Il résulte de tout ce qui précède que M. B... n’est pas fondé à demander l’annulation de la décision du 20 janvier 2025 par laquelle le directeur du centre hospitalier Aunay-Bayeux l’a révoqué à compter du 1er février 2025. Les conclusions à fin d’injonction doivent, par voie de conséquence, être rejetées.
Sur les frais d’instance :
Les dispositions de l’article L. 761-1 du code de justice administrative font obstacle à ce qu’une somme soit mise à la charge du centre hospitalier Aunay-Bayeux, qui n’est pas partie perdante à l’instance, au titre des frais exposés par le requérant pour la présente instance. En revanche, il y a lieu de mettre à la charge de M. B... une somme de 1 500 euros à verser au centre hospitalier au même titre.
D E C I D E :
Article 1er : La requête de M. B... est rejetée.

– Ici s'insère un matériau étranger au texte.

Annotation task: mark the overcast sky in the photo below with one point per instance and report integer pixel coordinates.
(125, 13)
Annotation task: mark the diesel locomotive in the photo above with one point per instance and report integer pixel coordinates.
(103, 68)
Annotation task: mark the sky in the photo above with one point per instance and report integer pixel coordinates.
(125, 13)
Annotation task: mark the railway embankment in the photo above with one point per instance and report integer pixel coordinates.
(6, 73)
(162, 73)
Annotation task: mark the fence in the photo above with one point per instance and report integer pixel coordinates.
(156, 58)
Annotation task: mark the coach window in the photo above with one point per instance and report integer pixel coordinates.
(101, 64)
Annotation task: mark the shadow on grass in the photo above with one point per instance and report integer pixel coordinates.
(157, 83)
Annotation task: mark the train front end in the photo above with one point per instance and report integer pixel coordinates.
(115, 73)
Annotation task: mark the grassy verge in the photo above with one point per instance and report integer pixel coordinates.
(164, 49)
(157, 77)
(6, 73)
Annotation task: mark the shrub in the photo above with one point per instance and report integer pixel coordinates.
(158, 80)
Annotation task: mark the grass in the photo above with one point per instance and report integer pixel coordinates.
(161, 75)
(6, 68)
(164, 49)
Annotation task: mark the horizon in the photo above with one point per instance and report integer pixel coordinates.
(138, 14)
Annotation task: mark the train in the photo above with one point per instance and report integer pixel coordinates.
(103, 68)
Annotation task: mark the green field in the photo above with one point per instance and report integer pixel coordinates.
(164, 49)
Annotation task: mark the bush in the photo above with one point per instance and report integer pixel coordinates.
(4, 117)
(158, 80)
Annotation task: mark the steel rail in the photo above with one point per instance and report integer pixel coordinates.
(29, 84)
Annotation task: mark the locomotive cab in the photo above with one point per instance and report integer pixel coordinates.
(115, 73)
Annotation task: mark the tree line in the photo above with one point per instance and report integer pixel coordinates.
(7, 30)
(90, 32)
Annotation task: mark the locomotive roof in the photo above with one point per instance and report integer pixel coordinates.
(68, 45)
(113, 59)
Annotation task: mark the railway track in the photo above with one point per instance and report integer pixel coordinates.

Article 2 : M. B... versera une somme de 1 500 euros au centre hospitalier Aunay-Bayeux au titre de l’article L. 761-1 du code de justice administrative.
Article 3 : Le présent jugement sera notifié à M. A... B... et au centre hospitalier Aunay-Bayeux.
Délibéré après l'audience du 16 juin 2026, à laquelle siégeaient :
- Mme Macaud, présidente,
- Mme Fanget, conseillère,
- Mme Kremp-Sanchez, conseillère.
Rendu public par mise à disposition au greffe le 25 juin 2026.
La rapporteure,
SIGNÉ
M. KREMP-SANCHEZ
La présidente,
SIGNÉ
A. MACAUD
La greffière,
SIGNÉ
E. BLOYET
La République mande et ordonne à la ministre de la santé, des familles, de l’autonomie et des personnes handicapées, en ce qui la concerne, et à tous commissaires de justice à ce requis en ce qui concerne les voies de droit commun contre les parties privées, de pourvoir à l'exécution de la présente décision.